Russell and Atwell chose an artisan small-batch UK manufacturer to produce their chocolate. Steve said: “We picked them because of their expertise in making high quality chocolate and also a family connection – they were Giles’s grandfather’s very first customer when he started a chocolate company in 1921.”
Giles added: “Starting a business is never easy, especially it in the middle of a pandemic! We’ve strived to keep all our costs, beyond the chocolates, as low as possible. We’ve got this far by entirely self-funding. Moving forward we are selling direct to consumers, longer-term we’d like to appear in cafes, delis and quality food retailers.
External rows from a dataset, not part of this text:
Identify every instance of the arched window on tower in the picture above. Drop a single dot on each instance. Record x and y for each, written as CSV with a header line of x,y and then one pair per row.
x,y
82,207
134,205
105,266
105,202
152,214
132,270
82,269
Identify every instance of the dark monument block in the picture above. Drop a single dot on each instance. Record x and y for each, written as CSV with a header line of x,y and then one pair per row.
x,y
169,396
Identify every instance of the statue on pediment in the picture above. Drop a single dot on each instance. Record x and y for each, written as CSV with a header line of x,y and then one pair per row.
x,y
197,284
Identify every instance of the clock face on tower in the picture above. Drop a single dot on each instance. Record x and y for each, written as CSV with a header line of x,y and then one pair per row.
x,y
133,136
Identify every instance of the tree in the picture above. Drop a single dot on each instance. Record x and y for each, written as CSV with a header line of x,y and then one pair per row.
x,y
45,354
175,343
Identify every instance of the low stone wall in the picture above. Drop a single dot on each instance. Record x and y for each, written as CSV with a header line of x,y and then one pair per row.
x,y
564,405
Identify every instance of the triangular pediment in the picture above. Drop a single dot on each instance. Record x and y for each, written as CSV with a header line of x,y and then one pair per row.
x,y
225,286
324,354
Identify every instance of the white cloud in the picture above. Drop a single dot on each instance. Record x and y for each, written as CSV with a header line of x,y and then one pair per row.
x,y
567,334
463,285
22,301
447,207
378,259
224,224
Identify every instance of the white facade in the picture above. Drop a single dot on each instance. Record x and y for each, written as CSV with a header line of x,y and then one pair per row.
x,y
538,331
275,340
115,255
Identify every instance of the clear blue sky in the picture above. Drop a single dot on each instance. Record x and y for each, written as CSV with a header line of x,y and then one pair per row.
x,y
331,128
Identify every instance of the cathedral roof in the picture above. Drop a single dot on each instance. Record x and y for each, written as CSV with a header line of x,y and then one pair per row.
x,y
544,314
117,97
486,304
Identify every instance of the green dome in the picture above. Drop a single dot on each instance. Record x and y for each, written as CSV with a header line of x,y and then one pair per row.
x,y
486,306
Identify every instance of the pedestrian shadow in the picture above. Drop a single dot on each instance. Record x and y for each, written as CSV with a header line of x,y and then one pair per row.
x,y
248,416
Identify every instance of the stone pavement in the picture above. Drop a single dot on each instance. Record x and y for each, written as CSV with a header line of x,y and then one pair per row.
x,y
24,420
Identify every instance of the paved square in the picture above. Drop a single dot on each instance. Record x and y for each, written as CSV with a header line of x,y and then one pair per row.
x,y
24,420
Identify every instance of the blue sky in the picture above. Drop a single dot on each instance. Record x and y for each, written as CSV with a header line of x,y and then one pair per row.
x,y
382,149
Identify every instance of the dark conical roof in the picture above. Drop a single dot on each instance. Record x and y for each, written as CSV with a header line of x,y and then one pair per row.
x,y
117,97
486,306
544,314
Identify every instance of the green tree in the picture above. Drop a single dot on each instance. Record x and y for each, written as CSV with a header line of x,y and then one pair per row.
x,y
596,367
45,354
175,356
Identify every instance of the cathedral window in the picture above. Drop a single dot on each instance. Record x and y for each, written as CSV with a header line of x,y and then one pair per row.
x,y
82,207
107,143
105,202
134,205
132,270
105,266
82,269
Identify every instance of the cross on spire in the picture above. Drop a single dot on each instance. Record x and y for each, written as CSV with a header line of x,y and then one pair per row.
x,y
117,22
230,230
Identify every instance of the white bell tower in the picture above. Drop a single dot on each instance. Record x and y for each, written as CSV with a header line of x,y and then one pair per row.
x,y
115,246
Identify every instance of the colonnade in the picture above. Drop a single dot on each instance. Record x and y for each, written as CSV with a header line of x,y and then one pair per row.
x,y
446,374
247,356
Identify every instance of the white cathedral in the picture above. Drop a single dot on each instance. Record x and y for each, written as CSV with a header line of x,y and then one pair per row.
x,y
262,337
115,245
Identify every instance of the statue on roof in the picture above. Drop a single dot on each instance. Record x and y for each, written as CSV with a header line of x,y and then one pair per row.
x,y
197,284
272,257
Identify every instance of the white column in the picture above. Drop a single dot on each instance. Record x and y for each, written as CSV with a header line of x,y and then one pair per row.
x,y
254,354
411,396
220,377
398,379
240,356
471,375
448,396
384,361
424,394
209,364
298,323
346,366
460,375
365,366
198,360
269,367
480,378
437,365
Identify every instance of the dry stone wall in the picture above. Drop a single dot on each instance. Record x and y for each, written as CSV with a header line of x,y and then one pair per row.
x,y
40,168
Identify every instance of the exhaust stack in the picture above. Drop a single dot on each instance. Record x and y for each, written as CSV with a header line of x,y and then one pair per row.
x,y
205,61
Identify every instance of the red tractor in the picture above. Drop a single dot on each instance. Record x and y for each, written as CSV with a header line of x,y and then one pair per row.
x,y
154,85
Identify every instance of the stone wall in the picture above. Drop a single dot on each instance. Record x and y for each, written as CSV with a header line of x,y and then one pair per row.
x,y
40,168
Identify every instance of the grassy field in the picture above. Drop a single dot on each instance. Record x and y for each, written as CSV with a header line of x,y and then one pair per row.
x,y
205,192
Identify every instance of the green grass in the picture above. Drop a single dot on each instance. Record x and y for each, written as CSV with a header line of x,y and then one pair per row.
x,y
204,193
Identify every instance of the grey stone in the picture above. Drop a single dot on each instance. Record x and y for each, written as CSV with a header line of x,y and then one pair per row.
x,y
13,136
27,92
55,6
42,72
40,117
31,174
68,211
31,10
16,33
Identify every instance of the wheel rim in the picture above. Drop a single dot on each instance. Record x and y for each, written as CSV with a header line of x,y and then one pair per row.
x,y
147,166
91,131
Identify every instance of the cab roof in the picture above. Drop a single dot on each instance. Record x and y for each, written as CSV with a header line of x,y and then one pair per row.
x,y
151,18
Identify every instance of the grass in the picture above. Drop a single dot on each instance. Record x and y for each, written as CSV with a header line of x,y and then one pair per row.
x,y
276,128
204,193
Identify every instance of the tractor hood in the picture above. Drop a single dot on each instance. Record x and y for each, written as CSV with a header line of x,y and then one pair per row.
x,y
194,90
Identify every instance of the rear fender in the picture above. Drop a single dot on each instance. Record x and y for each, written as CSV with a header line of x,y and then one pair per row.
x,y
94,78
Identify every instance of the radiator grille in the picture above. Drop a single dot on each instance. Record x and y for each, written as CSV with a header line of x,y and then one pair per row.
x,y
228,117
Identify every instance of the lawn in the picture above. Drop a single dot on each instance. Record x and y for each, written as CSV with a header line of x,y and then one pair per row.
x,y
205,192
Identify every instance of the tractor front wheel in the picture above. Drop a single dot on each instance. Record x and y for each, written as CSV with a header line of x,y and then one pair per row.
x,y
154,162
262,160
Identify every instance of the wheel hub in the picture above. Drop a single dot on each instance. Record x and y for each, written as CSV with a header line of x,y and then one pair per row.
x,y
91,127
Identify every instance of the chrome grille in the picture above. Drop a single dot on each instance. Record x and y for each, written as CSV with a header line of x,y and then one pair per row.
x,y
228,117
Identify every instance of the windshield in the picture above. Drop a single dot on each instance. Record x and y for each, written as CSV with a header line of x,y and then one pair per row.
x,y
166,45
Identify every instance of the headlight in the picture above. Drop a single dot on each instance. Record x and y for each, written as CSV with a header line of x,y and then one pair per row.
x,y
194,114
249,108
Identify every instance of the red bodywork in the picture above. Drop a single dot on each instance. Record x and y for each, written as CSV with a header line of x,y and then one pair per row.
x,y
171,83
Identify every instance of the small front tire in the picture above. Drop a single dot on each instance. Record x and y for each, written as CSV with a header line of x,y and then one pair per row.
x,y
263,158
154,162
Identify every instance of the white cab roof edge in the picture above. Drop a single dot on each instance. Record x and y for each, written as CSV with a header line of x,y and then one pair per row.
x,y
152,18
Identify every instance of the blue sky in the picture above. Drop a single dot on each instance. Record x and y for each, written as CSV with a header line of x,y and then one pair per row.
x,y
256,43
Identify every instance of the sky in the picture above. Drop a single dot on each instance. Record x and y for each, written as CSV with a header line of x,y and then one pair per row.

Our ambition is to create a new ‘fresh chilled chocolate’ category, but we know that this will take a while!”
The guys know only too well what a competitive market they are in. “We’ll never out-spend the big guys,” said Giles. “We prefer to let our product do the talking, so we will try to get as many samples into people’s homes as possible (challenging during Covid)! We are also relying on ‘word of mouth’ – this has really helped us with our Kickstarter campaign where we were fully-funded in 48 hours and the world’s No1 Food Project”
Crowd funding on Kickstarter provided the support to scale-up to the first 10,000 chocolate batch. Russell & Atwell is now developing a new salted caramel flavour in time for Christmas. Better watch those waistlines guys! “I think Steve and I both carry a bit of timber, from trying a lot of chocolate over the years,” says Giles, “but we equally also try to stay in-shape!”